Ces régions n’ont pas de logements et n’ont pas d’écoles. Elles n’ont ni les infrastructures ni les budgets, mais ce n’est pas grave puisque la pensée magique: c’est puissant!
C’est sûr que nous pouvons toujours faire la navette entre les centres urbains et les régions.
Mais, le temps passé dans votre véhicule, l’augmentation des gaz à effets de serre, l’augmentation des risques de collisions et d’accidents, les répercussions négatives que peut avoir sur votre couple le fait de vivre dans votre voiture, les problèmes de congestion, et ne pas valoriser ou mettre en place des structures pour faire profiter les résidants actuels de ces régions sont-ils pris en considération dans les calculs boiteux et improvisés de Legault?
Le merveilleux monde du travail semble totalement incompris par Legault.
Rappelons qu’en 2021, Legault disait à qui voulait bien l’entendre que la pandémie avait permis de démontrer que le télétravail était possible et représentait une opportunité pour le gouvernement d’offrir des emplois de qualité à toutes les régions.
Peut-être que les emplois payants dont il fait la promotion seront en Gaspésie et pourront être faits par les résidents de Kirkland ou de Westmount dans le confort de leur salon.

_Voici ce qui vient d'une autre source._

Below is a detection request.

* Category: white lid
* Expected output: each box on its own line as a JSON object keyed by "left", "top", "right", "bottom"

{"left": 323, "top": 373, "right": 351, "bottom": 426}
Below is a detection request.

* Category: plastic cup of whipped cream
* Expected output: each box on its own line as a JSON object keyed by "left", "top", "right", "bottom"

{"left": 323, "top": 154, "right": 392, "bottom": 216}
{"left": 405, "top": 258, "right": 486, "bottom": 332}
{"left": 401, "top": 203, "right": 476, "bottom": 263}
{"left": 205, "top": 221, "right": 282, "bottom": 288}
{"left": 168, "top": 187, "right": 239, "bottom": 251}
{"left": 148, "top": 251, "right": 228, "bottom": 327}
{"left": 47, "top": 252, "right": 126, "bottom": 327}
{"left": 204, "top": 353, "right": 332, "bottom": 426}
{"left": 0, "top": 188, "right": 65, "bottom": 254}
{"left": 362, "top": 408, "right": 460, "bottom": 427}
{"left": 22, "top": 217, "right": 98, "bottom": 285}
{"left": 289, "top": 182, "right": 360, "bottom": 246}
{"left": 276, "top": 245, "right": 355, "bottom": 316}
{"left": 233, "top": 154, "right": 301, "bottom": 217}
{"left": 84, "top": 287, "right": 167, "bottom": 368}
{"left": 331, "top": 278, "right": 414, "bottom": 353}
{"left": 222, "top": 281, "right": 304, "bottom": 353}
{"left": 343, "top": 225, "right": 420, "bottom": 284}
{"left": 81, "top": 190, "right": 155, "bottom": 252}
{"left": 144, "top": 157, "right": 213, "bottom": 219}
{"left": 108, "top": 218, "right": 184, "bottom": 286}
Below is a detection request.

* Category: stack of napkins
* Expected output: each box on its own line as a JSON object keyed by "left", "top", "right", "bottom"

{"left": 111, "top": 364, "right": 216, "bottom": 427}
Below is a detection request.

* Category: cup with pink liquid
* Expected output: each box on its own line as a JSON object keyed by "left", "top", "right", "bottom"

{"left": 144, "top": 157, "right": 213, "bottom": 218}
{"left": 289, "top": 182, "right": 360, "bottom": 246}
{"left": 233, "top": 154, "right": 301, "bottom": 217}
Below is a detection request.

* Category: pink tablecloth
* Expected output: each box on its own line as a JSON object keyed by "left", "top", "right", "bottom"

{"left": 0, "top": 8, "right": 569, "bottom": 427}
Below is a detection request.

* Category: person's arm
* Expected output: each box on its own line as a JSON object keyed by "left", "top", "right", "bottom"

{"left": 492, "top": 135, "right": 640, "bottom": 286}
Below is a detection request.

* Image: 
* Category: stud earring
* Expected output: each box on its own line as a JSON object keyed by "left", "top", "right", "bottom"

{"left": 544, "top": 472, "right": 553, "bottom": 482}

Telle une girouette qui tourne au gré du vent, la promesse de jours meilleurs pour nous tous n’est-elle pas uniquement une promesse électorale pour plaire à sa base militante en région?
Puisqu’il n’y a que nos plaques minéralogiques qui ont encore un peu de mémoire, soulignons qu’à quelques mois du scrutin de 2022, Legault ne cessait de marteler que les régions étaient l’un des chevaux de bataille pour les mois à venir.

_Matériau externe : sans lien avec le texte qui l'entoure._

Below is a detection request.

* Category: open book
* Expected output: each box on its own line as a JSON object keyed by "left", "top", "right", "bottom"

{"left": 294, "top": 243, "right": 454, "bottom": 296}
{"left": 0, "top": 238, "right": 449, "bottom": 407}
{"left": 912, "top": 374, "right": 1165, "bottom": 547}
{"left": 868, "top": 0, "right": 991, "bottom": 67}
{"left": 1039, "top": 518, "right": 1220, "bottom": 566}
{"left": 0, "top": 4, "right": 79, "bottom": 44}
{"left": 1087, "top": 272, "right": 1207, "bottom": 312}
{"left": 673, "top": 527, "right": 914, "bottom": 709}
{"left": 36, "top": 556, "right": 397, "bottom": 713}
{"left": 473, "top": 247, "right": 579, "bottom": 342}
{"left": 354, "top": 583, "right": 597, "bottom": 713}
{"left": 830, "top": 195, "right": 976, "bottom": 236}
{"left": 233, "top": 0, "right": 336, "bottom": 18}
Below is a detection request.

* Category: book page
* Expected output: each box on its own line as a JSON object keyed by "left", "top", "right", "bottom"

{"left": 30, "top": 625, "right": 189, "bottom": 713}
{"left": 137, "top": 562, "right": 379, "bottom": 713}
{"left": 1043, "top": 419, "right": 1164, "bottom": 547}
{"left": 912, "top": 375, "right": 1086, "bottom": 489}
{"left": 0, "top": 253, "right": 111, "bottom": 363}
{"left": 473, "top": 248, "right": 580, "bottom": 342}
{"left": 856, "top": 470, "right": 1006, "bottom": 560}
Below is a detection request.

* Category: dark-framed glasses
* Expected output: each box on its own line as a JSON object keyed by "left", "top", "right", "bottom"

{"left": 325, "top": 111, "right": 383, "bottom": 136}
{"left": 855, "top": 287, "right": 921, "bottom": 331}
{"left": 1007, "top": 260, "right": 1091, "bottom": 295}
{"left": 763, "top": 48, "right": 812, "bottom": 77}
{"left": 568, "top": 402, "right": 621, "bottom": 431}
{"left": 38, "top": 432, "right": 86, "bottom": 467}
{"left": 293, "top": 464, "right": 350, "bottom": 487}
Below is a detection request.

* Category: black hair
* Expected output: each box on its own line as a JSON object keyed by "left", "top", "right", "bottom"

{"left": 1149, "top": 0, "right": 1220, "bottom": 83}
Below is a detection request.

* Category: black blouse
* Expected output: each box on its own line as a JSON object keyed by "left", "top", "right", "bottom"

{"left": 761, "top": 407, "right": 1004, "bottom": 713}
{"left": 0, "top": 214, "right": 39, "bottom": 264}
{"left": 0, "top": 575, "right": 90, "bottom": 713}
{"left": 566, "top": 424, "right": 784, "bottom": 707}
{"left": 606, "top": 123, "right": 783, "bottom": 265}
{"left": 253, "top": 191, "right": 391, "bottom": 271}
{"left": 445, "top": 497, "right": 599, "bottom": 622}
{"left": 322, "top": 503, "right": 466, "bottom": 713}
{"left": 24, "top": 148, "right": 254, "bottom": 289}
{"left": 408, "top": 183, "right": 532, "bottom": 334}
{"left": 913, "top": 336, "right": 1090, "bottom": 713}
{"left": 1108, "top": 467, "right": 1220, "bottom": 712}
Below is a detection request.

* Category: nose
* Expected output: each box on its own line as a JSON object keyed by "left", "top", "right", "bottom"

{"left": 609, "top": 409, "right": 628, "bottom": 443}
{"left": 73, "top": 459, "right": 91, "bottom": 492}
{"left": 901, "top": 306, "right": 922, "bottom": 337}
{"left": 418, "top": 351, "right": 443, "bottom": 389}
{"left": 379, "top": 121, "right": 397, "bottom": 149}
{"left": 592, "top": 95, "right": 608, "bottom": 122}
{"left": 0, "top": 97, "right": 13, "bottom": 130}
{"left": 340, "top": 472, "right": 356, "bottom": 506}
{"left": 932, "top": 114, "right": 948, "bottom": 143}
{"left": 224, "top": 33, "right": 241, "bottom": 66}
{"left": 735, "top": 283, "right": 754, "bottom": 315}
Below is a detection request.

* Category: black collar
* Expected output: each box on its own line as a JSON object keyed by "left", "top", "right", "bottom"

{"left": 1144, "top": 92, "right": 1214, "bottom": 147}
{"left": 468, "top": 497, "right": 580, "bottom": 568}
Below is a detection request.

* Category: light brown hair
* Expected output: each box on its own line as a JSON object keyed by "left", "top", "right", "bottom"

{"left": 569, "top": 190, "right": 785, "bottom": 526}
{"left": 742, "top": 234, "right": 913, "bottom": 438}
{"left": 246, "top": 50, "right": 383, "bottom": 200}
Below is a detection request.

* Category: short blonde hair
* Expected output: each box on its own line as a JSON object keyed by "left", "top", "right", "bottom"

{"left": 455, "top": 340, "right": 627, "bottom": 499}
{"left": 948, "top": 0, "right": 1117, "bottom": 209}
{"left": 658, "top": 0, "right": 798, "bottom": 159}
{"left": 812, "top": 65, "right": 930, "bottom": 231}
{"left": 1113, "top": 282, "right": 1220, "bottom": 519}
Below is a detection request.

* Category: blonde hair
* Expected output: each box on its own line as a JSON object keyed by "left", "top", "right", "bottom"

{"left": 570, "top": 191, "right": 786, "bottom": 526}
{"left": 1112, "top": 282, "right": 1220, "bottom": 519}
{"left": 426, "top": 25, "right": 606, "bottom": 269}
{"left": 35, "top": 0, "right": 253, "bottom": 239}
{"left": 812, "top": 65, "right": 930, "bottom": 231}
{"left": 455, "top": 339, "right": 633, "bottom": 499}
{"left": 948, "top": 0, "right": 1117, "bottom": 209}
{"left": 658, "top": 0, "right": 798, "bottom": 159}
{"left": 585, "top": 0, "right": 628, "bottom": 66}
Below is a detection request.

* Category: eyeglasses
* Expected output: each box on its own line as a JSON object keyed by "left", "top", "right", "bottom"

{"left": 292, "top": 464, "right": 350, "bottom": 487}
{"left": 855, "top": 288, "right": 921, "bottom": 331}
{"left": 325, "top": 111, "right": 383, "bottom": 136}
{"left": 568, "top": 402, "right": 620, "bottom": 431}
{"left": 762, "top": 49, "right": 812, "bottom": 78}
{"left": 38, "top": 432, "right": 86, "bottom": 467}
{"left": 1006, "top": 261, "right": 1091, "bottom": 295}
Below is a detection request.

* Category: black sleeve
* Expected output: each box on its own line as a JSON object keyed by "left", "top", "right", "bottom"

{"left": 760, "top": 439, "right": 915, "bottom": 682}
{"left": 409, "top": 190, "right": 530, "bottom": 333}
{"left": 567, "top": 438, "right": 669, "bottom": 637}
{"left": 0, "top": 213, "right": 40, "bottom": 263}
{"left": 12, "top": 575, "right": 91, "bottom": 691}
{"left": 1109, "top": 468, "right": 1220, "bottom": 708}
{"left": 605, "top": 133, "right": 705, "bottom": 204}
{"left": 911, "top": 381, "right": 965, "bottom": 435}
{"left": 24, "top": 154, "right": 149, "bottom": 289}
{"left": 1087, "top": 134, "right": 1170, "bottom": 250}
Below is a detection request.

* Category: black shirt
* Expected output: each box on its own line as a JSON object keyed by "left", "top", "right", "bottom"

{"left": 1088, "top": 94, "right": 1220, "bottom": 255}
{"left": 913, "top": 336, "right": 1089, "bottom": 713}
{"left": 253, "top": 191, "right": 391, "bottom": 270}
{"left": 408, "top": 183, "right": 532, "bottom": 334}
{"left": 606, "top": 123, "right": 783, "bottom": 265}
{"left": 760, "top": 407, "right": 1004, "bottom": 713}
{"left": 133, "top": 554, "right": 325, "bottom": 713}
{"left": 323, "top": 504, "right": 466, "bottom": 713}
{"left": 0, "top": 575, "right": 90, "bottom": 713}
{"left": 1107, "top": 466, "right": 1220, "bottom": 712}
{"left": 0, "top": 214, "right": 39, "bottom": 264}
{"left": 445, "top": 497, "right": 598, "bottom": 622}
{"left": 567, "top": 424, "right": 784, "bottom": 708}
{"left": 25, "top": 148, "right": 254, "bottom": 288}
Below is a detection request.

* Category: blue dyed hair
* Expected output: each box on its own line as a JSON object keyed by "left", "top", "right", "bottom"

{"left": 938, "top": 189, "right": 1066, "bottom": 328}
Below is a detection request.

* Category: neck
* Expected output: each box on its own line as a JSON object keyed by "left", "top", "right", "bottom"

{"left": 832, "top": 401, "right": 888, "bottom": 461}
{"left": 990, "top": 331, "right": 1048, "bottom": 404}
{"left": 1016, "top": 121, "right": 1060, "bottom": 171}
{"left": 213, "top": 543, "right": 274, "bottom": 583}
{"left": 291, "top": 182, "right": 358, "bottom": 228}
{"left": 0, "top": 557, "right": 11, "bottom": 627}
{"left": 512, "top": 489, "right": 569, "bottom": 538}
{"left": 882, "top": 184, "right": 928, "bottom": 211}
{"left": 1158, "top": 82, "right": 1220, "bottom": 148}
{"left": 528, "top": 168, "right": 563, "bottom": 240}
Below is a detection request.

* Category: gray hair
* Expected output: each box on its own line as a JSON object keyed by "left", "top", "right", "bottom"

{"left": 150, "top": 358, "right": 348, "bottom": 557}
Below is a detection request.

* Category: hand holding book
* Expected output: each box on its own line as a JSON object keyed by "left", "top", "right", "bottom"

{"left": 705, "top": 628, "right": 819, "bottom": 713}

Rien n’a changé dans les régions, si ce n’est que la chute de sa cote de popularité, et puisqu’il mise sur nos pertes de mémoire, pourquoi ne pas continuer de promettre les mêmes choses en ne changeant que la date du communiqué?
La majorité de la CAQ « passe par les régions », lançait François Legault le 24 septembre 2018, une semaine avant les élections.
Plus ça change, plus c’est pareil, et plus c’est pareil, moins que les choses changent!